In March, 1964, we were an Army family of four, and a longhaired dachshund, living at Fort Richardson. Dad was the DEW Line Communications Director and worked over at Elmendorf Air Force Base. I was thirteen. My little brother was almost three. When “The earthquake” hit, my mother was downstairs. Dad was in the kitchen, fixing his Friday night special – spaghetti. My brother and I were upstairs, on the bed in our parent’s room, watching TV. It sounds kind of corny now, but it was a favorite show, “Fireball XL-5”. The Fireball had just begun its roll-out and was zooming down the track, about to reach the end and launch off on another adventure. When the booster rockets ignited, the picture flickered, and then (as the station lost power and went off the air) the screen went to black, with just a single white dot … a la “The Twilight Zone”.
Of the four of us, only three knew immediately what was happening. Mom and Dad, having lived in California and Japan realized that it was an earthquake, and a big one at that. My brother figured out that the, “Bad Fireball broke TV”. I was your standard, oblivious pre-teen. I didn’t have a clue. I just lay on the bed and went along for the ride as it flew around the room, slamming from one wall to another. I do remember looking out the window and seeing the ground rising and falling, like ocean waves, and thinking, “That doesn’t look right.”
When the shaking was over, Dad came flying up the stairs grabbed my brother and yelled at me to get out of the house. Just before we went out, we all stopped in the pantry to grab hats, coats, mittens and boots. A lot of food had fallen to the floor and broken open. A package of Lorna Doones was open, laying their golden goodness at our feet. Between my brother and the dog they were disappearing rapidly. When Dad reached down to pick them both up, someone sank teeth into his arm. To the day he died, he would always remark that, “That was the sweetest, most even-tempered dog in the world. She never bit anyone in her life!”

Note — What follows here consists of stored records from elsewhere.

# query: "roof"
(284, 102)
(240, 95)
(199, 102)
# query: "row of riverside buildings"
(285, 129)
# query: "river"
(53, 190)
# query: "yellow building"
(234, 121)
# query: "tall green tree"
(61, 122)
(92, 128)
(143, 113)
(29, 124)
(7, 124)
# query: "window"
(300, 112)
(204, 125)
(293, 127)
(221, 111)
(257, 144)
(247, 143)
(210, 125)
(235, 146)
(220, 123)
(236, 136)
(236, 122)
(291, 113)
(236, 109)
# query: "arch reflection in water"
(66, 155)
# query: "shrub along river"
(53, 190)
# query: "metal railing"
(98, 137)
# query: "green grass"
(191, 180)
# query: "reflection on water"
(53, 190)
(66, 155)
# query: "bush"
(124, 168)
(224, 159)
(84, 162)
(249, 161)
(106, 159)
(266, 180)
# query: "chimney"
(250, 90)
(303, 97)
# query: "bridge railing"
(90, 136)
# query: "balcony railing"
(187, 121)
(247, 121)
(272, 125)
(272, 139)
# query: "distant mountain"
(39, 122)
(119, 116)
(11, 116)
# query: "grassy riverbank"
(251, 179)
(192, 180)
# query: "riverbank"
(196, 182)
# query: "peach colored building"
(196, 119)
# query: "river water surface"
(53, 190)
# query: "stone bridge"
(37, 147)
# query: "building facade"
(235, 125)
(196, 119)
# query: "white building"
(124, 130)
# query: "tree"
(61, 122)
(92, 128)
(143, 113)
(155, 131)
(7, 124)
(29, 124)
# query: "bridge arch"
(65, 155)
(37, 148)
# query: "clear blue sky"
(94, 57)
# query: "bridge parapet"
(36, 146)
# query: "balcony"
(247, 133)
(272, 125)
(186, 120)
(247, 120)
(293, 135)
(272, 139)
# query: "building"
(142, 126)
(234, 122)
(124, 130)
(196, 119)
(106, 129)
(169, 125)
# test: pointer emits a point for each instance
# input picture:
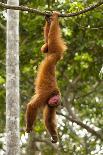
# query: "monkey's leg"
(50, 122)
(31, 112)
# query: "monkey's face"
(44, 48)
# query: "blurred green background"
(79, 77)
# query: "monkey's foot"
(54, 139)
(28, 129)
(54, 101)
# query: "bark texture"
(12, 81)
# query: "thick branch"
(92, 131)
(32, 10)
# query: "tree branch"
(32, 10)
(92, 131)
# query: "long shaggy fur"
(45, 84)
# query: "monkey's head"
(44, 48)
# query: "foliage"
(84, 58)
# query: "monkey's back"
(46, 79)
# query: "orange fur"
(45, 84)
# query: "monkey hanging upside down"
(47, 94)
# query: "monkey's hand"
(54, 101)
(55, 14)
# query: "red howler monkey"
(47, 94)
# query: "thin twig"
(92, 131)
(43, 13)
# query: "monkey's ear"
(44, 48)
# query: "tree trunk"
(12, 82)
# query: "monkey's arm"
(55, 41)
(44, 48)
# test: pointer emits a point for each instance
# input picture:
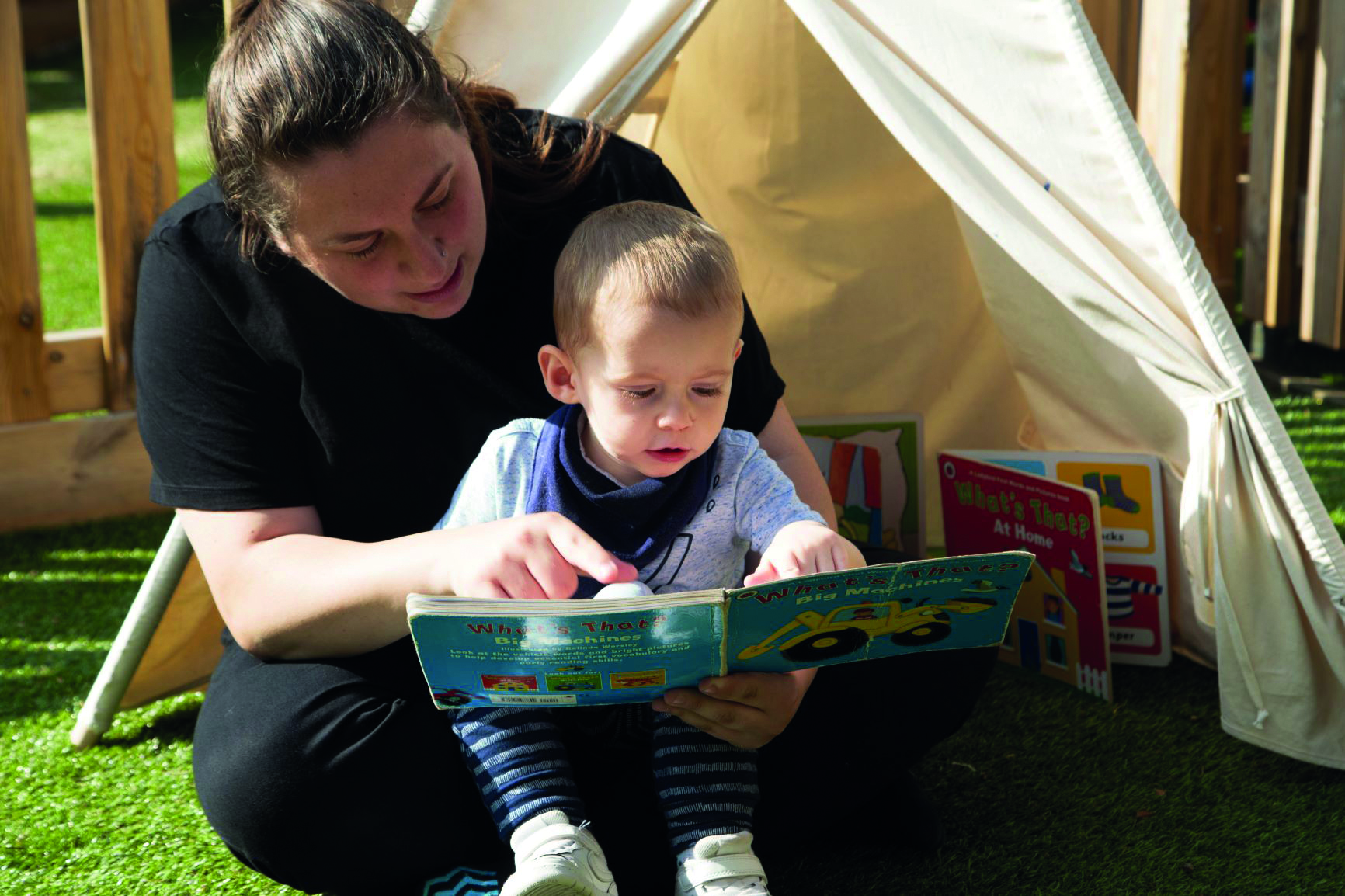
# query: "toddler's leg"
(520, 765)
(707, 790)
(523, 774)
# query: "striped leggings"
(705, 786)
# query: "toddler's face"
(654, 389)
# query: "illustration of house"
(1043, 634)
(868, 484)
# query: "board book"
(573, 653)
(1130, 499)
(1058, 624)
(872, 466)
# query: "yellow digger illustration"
(850, 627)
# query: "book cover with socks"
(1130, 498)
(631, 648)
(1058, 624)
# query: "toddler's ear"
(558, 374)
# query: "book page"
(593, 653)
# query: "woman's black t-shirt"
(266, 387)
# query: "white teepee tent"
(943, 210)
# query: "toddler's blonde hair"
(665, 257)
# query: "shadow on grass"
(172, 727)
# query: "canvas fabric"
(953, 213)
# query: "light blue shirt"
(751, 499)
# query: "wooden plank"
(1324, 256)
(75, 370)
(1288, 161)
(1163, 88)
(66, 471)
(1212, 135)
(1190, 116)
(1256, 211)
(128, 81)
(185, 648)
(1117, 27)
(23, 389)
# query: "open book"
(567, 653)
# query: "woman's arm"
(787, 450)
(288, 592)
(749, 710)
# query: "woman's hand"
(801, 549)
(745, 710)
(533, 557)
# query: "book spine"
(724, 634)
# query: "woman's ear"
(558, 373)
(280, 242)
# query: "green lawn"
(60, 148)
(1044, 791)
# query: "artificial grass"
(60, 147)
(1043, 791)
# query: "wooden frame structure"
(1295, 227)
(54, 471)
(1180, 65)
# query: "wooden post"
(23, 387)
(128, 81)
(1117, 27)
(1324, 255)
(1279, 113)
(1190, 75)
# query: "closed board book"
(573, 653)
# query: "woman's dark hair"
(299, 77)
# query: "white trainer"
(553, 857)
(721, 866)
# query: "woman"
(326, 334)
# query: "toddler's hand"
(803, 548)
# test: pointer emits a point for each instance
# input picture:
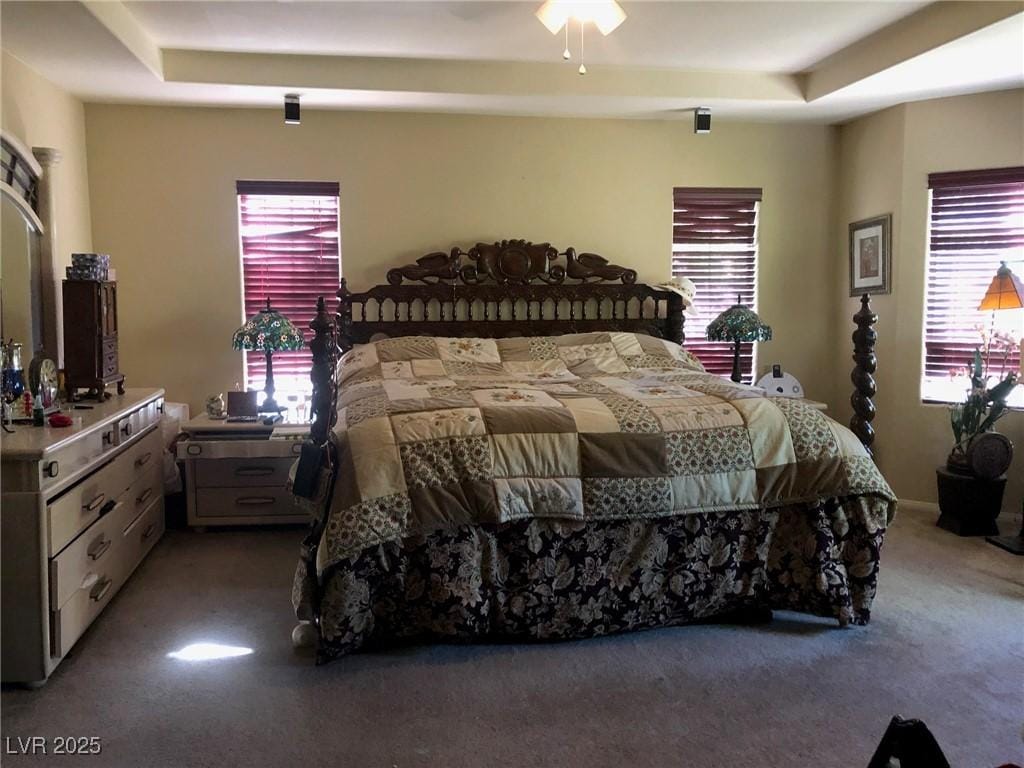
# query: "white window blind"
(976, 221)
(715, 244)
(289, 237)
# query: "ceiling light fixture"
(555, 14)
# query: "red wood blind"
(290, 254)
(715, 244)
(977, 220)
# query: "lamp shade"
(267, 331)
(738, 324)
(1006, 291)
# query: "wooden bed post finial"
(324, 347)
(864, 339)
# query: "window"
(976, 221)
(715, 244)
(290, 255)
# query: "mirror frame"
(35, 202)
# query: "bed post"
(862, 377)
(324, 347)
(323, 412)
(676, 320)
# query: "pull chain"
(583, 67)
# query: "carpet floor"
(945, 644)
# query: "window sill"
(947, 393)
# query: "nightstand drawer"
(242, 472)
(242, 503)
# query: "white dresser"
(81, 507)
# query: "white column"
(49, 265)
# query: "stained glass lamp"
(737, 324)
(268, 332)
(1006, 291)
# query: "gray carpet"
(945, 645)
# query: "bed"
(510, 443)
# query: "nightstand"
(236, 472)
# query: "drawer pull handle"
(254, 471)
(254, 501)
(99, 591)
(98, 548)
(94, 504)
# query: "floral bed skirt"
(550, 580)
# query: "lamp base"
(269, 406)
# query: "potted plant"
(972, 482)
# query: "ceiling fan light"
(553, 14)
(605, 14)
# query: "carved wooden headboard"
(511, 288)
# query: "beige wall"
(164, 206)
(40, 114)
(884, 164)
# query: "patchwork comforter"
(435, 433)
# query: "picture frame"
(870, 255)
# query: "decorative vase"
(972, 483)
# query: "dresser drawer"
(142, 457)
(72, 619)
(138, 421)
(65, 462)
(142, 535)
(82, 505)
(98, 585)
(98, 545)
(242, 472)
(246, 502)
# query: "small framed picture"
(870, 255)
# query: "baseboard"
(912, 505)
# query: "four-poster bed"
(517, 446)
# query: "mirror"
(20, 280)
(22, 248)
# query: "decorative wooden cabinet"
(90, 323)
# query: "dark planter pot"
(969, 505)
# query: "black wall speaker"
(292, 109)
(701, 120)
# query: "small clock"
(780, 384)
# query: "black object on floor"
(1013, 544)
(911, 743)
(969, 505)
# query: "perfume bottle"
(12, 383)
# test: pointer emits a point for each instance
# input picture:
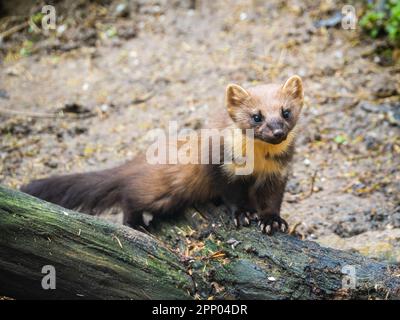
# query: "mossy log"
(198, 255)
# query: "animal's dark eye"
(286, 114)
(257, 118)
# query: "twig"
(29, 114)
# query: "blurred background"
(82, 95)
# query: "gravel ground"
(85, 102)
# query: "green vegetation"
(383, 20)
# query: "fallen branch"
(199, 255)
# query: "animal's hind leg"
(131, 216)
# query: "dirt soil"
(85, 100)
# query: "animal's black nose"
(278, 133)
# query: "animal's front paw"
(271, 223)
(241, 219)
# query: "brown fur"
(139, 187)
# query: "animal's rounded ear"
(293, 88)
(235, 95)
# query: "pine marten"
(271, 110)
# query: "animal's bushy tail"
(89, 192)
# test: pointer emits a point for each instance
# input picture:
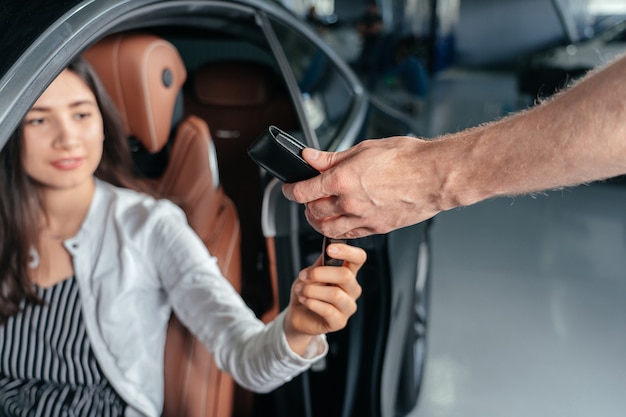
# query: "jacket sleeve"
(256, 355)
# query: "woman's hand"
(323, 297)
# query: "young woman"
(91, 270)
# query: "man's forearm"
(577, 136)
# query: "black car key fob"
(328, 261)
(280, 154)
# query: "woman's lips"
(67, 163)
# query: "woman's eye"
(35, 121)
(82, 115)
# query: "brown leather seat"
(239, 99)
(144, 75)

We lived at 524-C Beluga Avenue. Our building was a row unit, with eight apartments. The last two (apartments G and H) had been turned into a double apartment and were the residence of the Post Commanding General. I don’t recall his name, but his wife was really nice and would often invite us kids in for cookies. I remember their living room had a couple of big curio cabinets filled with china, crystal, ivory knick-knacks and other frou-frou stuff. The building acted like a whip during the earthquake, with Unit A serving as the handle. Damage to our apartments (A, B and C) was light, but the General and his wife lost everything.